A few weeks ago Seattle City Councilmember Tim Burgess caused a stir at a meeting of Queen Anne residents.
Burgess suggested Mayor Mike McGinn's proposal to cut funding for community centers in North Seattle as opposed to South Seattle, was "a dare"-- to the city council.
To a lot of people, it sounded like Burgess was saying the Mayor was challenging the city council to restore funding to the north end in favor of making cuts in south Seattle instead, pinning more well-off communities against marginalized ones. The racial gauntlet thrown down?
Not so fast, says Tim Burgess himself. Days later he took to his blog to say he was wrong for what he said, and wrong for implying McGinn was daring city council to divide the city -- something Burgess has accused the mayor of in the past.
The city council and the mayor have been in a public power struggle for months, most recently over the deep bore tunnel and the supplemental draft environmental impact study. By the way, anything that starts with supplemental and/or draft is not mission critical-- but I digress.
McGinn wanted more time before signing off on the study. City councilmember Conlin stepped in and signed instead. The fallout was messy.

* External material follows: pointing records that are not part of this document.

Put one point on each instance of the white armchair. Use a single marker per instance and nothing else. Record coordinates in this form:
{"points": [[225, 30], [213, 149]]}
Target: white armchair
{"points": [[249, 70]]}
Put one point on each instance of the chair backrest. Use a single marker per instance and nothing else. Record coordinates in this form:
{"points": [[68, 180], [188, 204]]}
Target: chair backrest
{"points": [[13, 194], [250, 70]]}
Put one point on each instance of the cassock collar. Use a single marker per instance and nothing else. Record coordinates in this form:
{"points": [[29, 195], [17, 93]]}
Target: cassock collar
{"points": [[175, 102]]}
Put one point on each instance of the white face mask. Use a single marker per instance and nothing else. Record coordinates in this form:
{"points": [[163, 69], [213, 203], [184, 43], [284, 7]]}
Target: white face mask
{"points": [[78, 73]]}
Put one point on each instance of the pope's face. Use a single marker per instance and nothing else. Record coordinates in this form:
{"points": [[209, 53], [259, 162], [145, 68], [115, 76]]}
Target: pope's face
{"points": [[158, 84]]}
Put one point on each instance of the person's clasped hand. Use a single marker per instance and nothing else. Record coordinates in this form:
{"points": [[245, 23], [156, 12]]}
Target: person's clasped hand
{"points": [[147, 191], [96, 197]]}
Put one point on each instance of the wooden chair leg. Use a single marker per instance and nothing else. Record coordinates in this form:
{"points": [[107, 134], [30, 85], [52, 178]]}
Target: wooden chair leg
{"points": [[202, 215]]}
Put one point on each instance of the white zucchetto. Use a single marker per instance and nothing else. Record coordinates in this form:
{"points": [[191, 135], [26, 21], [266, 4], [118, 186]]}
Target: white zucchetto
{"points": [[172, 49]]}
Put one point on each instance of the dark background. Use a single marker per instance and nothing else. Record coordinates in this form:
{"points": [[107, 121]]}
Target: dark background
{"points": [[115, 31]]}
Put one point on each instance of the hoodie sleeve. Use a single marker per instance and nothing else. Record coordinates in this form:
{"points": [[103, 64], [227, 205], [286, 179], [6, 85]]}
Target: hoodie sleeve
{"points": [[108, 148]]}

Now it's the 2011 budget. I was at the Rainier Beach Community Center where the Mayor announced his budget proposal. He does level cuts against community centers, predominately north of I-90. But in contrast to how north Seattle communities are feeling about the proposed cuts, the mayor received a standing ovation when he announced $20 million dollars to rebuild the community center in Rainier Beach, which is slated to be torn down in December.
A rebuild is long overdue and an issue residents in the surrounding communities are passionate about. Everyone was concerned about whether it would be rebuilt. When the mayor announced where he would give his budget speech -- in south Seattle, at the community center -- he sent a clear message: I have something for you, and it's biiiiiig. After all, a smart politician doesn't give a speech at the place he's shutting down; he gives his speech at the place he's saving.
Whether his intention was to challenge city council or not, the budget is now in their hands. And whether Burgess has back pedaled or not, they will have to decide what to do about the loud demands for restored funding.
Lest we forget, Seattle has a multi-million dollar budget deficit; there just isn't enough money to go around. Is it okay for the mayor to level cuts heavily against one end of the city but not the other?